A alternativa escolhida pelo governo de estimular o crescimento do Produto Interno Bruto (PIB) por meio do consumo pode trazer consequências preocupantes, alertam especialistas.
Para a socióloga Cláudia Sciré, autora do livro Consumo Popular, Fluxos Globais, o que está ocorrendo é uma “financeirização da pobreza” e não a efetiva ascensão de uma nova classe média ou nova classe C, como apontam série de estudos lançados nos últimos anos pelos economistas Marcelo Néri (Fundação Getulio Vargas) e Ricardo Paes e Barros (Secretaria de Assuntos Estratégicos da Presidência da República).
“É preciso prestar mais atenção nesse processo de financeirização da pobreza”, recomenda Cláudia, destacando que é necessário “olhar para mais itens”. “Eles deixaram de ser pobres? O acesso a bens culturais e à educação [de qualidade] continua muito difícil. O consumo sozinho não pode ser parâmetro”, critica, questionando a sustentabilidade da ascensão e o endividamento das camadas da população que tiveram aumento de renda e consumo na última década. “A gente não sabe o que vai acontecer de fato.”
A incerteza sobre a capacidade de endividamento e da eficácia do estímulo ao consumo também preocupa o economista Fábio Giambiagi, um dos autores do livro Além da Euforia - Riscos no Plano Econômico. “Apesar de os juros estarem caindo, esse endividamento nos outros países se dá com juros muito inferiores aos brasileiros. De tal forma que o mesmo endividamento tende a gerar, aqui no Brasil, um comprometimento da renda com o pagamento maior que nos outros países.”
Giambiagi pondera sobre a decisão do Ministério da Fazenda de estimular o consumo (por meio de isenção de impostos, como no caso do carro popular) para melhorar o Produto Interno Bruto (PIB) do país. “Esse pacote recente do governo aponta no sentido de estimular o consumo no sentido de melhorar o PIB este ano.

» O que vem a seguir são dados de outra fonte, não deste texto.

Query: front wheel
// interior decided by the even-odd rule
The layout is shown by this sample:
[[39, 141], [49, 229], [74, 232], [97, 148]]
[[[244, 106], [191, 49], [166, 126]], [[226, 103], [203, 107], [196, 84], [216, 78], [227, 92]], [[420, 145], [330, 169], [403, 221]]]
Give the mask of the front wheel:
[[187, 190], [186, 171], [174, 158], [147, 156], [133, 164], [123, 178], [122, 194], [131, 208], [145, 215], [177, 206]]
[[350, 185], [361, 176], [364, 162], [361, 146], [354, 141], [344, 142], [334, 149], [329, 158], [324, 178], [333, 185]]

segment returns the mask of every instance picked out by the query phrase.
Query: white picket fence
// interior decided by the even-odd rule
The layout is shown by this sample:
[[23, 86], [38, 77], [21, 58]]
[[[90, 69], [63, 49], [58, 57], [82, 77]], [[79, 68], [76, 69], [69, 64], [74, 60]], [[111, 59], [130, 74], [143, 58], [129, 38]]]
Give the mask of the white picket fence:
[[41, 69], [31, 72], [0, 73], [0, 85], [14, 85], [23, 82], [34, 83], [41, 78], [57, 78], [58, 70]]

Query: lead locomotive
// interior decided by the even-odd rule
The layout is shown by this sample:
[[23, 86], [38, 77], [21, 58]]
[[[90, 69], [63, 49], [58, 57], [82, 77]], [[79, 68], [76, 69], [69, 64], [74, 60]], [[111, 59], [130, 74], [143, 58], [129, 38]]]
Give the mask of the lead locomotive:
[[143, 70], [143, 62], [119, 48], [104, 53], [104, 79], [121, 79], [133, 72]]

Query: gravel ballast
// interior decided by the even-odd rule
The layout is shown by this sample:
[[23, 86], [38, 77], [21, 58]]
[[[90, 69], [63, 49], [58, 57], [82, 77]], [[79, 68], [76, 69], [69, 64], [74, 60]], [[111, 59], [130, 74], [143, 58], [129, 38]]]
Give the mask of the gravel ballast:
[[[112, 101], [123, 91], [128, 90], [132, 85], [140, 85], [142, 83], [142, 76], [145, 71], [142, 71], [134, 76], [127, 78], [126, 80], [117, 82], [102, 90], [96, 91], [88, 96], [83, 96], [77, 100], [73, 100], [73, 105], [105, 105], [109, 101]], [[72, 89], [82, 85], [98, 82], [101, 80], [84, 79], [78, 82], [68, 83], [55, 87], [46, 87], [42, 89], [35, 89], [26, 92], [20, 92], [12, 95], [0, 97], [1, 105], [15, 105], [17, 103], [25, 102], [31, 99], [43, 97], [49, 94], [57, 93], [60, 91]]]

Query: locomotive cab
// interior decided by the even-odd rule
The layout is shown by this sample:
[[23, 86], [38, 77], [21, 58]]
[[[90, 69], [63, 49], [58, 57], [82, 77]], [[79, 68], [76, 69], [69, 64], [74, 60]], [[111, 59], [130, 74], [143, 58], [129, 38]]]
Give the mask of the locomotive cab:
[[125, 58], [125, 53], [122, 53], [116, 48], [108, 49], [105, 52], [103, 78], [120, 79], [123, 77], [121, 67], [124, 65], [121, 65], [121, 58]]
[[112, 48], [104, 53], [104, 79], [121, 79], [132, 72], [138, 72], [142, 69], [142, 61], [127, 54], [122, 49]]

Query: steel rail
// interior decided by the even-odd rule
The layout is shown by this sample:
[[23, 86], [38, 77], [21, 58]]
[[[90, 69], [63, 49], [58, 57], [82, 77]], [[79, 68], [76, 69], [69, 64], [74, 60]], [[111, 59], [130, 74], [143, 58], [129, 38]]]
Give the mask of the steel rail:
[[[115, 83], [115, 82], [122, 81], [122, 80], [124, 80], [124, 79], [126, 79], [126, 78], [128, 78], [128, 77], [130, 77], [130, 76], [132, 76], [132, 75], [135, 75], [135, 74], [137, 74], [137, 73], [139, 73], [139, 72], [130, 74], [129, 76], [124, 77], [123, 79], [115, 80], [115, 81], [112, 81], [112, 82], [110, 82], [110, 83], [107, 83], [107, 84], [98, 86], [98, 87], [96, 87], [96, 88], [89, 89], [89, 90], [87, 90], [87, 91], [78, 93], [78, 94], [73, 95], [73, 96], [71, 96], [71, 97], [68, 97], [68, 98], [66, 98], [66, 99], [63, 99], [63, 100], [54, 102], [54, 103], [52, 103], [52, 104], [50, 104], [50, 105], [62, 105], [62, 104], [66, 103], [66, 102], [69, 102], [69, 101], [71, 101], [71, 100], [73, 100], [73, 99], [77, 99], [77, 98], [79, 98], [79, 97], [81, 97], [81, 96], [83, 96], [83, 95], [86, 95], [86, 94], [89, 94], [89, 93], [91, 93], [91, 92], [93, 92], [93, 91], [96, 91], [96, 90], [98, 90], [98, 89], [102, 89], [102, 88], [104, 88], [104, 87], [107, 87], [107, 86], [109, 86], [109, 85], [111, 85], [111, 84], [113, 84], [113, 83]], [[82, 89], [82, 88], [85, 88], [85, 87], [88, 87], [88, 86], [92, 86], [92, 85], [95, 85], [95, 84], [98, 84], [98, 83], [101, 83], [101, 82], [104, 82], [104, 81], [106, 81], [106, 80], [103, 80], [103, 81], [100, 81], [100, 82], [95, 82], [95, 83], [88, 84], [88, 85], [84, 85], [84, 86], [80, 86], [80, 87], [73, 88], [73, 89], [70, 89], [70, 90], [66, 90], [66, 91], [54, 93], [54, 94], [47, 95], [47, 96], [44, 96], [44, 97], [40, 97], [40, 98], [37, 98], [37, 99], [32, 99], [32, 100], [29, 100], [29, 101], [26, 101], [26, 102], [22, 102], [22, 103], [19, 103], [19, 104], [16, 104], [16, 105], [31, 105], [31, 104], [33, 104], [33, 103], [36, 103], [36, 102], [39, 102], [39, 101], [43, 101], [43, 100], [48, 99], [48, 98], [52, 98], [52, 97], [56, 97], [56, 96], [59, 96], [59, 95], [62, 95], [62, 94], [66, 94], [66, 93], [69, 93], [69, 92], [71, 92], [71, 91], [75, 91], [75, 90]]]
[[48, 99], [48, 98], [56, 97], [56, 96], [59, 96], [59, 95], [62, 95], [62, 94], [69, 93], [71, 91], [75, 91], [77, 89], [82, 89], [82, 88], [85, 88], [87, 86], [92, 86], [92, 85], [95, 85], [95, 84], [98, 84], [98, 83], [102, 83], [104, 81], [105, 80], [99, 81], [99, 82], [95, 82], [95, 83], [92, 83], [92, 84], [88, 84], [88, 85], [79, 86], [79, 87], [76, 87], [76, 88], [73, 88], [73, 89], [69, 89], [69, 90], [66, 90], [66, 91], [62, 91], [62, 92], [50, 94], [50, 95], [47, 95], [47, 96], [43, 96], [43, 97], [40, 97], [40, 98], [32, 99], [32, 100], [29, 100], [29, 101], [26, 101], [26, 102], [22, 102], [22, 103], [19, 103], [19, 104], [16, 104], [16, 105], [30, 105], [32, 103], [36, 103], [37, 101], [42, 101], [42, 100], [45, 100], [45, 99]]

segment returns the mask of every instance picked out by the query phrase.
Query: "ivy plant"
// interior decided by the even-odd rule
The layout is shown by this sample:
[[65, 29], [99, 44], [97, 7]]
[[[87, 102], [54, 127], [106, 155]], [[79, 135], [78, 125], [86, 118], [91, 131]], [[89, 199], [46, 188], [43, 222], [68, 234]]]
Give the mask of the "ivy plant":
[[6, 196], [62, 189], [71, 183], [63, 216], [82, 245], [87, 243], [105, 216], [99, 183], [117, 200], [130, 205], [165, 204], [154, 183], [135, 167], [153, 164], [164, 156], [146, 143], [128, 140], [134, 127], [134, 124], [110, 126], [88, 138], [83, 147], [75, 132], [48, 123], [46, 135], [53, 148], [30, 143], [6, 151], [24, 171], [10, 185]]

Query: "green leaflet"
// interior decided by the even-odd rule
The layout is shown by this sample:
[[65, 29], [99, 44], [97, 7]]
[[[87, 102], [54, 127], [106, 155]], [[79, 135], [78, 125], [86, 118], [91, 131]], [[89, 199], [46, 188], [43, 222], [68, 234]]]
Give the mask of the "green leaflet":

A gente entende pela lógica do curto prazo. Mas, para o médio e longo prazo, o conselho seria aumentar os canais de investimento público e privado”.
A mesma receita foi utilizada de forma eficaz pelo governo, em 2009, para minimizar o impacto da crise financeira internacional que tevê o ápice em setembro de 2008. Além do resultado macroeconômico, o aumento do consumo entre as camadas mais populares “reconfigurou as hierarquias dentro da família”, disse Cláudia Sciré se referindo à diminuição e até inversão da submissão nas relações entre marido e mulher e também entre pais e filhos. “Esses [os filhos] começam a trabalhar e passam a ter maior autonomia perante as decisões de consumo. A mesma coisa ocorre entre mulher e marido, quando ocorre de ele estar com o nome sujo”, exemplificou.
Apesar dos efeitos econômicos e sociais positivos, a socióloga lembra que o acesso ao crédito pode ter consequências indesejadas na vida dos emergentes. “De uma hora para a outra as pessoas passam a lidar com uma série de mecanismos financeirizados que são muito complicados até para quem já está acostumado”, avalia.
“As pessoas às vezes se confundem, até porque o crédito oferecido é duas ou três vezes maior do que a renda. As pessoas acabam se endividando e a vida delas passa a ser gerida e pautada por esses prazos do mercado por essas dívidas que elas vão assumindo. Isso tem consequências graves como não conseguir visualizar um horizonte de possibilidades para além do mês seguinte”, alerta a socióloga.
Na opinião de Fábio Giambiagi, a “combinação zodiacal” que favorecia a manutenção do crescimento por meio mercado interno – que agora tende a crescer menos – mudou. O economista associa as dificuldades de perda do ritmo com a composição do endividamento das famílias brasileiras. “A grande diferença de endividamento do Brasil e dos outros países está associado ao componente habitação. A minha impressão é que seria desaconselhável estimular novos processos de endividamento que fossem além do ponto que a gente está”.